The nomination of White House physician Ronny Jackson to head the Department of Veterans Affairs appears to be unraveling under the weight of allegations of serious professional misjudgment and misconduct, as well as personal shortcomings put forward in a memo by the Democrats on Senate Veterans’ Affairs Committee. Both Republicans and Democrats have expressed unease over the 50-year-old Navy rear admiral’s lack of clear qualifications to lead the VA, a massive bureaucracy that has proved to be a political and management quagmire for many who have come before.
The two-page memo released by the Democrats Wednesday gave form to rumblings over the weekend that skeletons clanging around in Jackson’s past may be a deal breaker for his confirmation. The memo, surveying 23 colleagues and former colleagues, laid out accusations ranging from Jackson improperly prescribing medicines, including writing himself scripts, to drunkenness on duty and abusive behavior at the workplace.
During one incident, at a Secret Service going away party, “Jackson got drunk and wrecked a government vehicle,” the report said. While travelling abroad with the president, “[o]n at least one occasion, Dr. Jackson could not be reached when needed because he was passed out drunk in his hotel room.” Jackson’s conduct at the workplace was similarly problematic. According to the report: “Jackson was described as ‘the most unethical person I have ever worked with’, ‘flat-out unethical’, ‘explosive’, ‘100 percent bad temper’, ‘toxic’, ‘abusive’, ‘volatile’, ‘incapable of not losing his temper’, ‘the worst officer I have ever served with’, ‘despicable’, ‘dishonest’, as having ‘screaming tantrums’ and ‘screaming fits’, as someone who would ‘lose his mind over small things’, ‘vindictive’, ‘belittling’, ‘the worse leader I’ve ever worked for.’”

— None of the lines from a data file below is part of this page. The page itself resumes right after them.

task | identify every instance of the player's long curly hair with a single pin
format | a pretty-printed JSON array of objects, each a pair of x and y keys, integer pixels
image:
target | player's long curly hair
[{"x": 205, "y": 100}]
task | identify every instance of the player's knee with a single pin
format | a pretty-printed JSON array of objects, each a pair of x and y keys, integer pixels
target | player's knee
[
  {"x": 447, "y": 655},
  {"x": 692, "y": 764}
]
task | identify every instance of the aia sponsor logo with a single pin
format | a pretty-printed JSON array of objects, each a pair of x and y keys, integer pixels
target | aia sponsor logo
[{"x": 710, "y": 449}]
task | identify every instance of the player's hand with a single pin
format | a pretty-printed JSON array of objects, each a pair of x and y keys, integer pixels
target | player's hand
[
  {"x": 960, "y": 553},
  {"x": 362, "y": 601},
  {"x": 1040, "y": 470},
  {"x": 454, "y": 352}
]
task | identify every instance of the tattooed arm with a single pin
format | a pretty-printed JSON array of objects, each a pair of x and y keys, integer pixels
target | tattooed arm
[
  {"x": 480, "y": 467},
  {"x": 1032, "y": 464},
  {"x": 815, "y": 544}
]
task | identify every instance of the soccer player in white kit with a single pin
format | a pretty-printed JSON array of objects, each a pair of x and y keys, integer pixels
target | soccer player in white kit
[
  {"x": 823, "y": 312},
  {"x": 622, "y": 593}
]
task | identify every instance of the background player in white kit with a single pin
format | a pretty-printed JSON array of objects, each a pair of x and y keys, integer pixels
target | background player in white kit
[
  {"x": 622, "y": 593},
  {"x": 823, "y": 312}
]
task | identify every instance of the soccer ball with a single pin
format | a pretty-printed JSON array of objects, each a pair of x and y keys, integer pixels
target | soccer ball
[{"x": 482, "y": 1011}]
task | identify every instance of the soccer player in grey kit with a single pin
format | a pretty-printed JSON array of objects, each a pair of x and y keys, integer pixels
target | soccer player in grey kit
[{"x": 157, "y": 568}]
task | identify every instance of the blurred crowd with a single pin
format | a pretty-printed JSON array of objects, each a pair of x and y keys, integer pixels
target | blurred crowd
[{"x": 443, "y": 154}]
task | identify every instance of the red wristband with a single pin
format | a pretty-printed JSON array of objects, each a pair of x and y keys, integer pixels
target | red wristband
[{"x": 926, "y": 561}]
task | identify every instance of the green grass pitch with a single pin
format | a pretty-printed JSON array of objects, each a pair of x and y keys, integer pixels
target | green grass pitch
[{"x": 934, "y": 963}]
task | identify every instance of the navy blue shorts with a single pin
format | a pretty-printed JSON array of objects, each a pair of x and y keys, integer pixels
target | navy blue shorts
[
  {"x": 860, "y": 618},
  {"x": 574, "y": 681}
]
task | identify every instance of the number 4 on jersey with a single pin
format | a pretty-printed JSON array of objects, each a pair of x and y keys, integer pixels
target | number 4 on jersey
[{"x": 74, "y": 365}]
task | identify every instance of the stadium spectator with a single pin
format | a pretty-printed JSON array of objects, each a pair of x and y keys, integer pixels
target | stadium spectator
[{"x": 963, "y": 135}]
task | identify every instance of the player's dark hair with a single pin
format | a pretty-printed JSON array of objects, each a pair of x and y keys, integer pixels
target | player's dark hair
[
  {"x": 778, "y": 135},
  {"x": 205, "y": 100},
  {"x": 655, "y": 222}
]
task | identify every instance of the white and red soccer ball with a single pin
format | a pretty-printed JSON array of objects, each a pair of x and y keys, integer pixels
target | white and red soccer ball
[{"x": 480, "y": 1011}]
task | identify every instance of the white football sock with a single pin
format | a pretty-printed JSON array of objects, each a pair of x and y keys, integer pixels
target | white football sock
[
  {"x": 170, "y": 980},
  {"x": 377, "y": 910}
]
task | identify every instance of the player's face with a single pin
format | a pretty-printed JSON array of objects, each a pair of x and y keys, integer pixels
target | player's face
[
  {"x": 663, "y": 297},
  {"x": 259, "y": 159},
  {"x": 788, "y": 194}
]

The White House ratcheted up its support for Jackson in response to the criticism, despite conflicting messages from President Trump on Jackson’s future. “Dr. Jackson’s record as a White House physician has been impeccable,” White House press secretary Sarah Huckabee Sanders told reporters Wednesday. “In fact, because Dr. Jackson has worked within arms’ length of three presidents, he has received more vetting than most nominees.”